# Made a bunch of rolls.....



## jeffesonm (Dec 5, 2009)

So I thought it might be good to bake some buns to go with the pulled pork I made for our after-Thanksgiving turkey deep fry party.

No pics of the mixing but I basically combined all the ingredients in a huge bowl and mixed with a spoon.  When it was mostly combined  I turned it out onto the counter and kneaded for about 6-8 minutes.  It was over 10 lbs total which is definitely the biggest batch of dough I've made to date... any bigger and I think I need a mixer.
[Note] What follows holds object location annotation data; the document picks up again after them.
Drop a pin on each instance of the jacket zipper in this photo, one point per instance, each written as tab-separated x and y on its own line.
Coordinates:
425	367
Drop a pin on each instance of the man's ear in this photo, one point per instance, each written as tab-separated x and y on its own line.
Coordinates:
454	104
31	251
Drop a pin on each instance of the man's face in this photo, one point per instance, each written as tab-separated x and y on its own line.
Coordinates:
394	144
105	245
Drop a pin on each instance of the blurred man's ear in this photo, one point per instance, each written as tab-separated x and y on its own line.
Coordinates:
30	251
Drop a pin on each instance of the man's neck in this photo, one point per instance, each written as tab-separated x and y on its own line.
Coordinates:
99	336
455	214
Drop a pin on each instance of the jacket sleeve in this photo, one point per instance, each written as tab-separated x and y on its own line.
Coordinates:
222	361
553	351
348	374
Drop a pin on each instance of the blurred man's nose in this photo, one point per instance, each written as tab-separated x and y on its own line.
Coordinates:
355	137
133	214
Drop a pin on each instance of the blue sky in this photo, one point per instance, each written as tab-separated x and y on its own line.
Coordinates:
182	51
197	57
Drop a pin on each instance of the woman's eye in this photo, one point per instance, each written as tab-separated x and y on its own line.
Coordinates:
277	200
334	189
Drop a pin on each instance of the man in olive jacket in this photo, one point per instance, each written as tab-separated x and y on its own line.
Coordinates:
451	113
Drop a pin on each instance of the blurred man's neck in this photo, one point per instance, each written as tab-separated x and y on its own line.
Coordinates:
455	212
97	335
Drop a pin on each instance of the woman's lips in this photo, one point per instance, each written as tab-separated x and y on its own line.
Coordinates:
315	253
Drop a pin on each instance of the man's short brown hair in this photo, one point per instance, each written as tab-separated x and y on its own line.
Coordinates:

I have two ovens but one is not very accurate, so I could only bake two trays of rolls at a time.  I therefore divided the dough mass in two and let one rise inside and the other on the back porch.  The cooler air outside will delay the rise of the one batch a bit so it should be ready when the other one comes out of the oven.


Inside batch....




Outside batch...




Divided and shaped the first batch...




And the second batch...


----------



## jeffesonm (Dec 5, 2009)

Rising in the oven... few mugs of boiling water makes for a warm, high humidity environment.




Baking in the oven...




All done!


----------



## alx (Dec 5, 2009)

Nice looking rolls.The water definetly helps....


----------



## mballi3011 (Dec 5, 2009)

Man those looks so good and yummo too. I wish me or the ewife could do that but maybe if I tried to I could do it. But keep it up for tose are some awesome rolls. Now just do some pork and you'll have PP sammies.


----------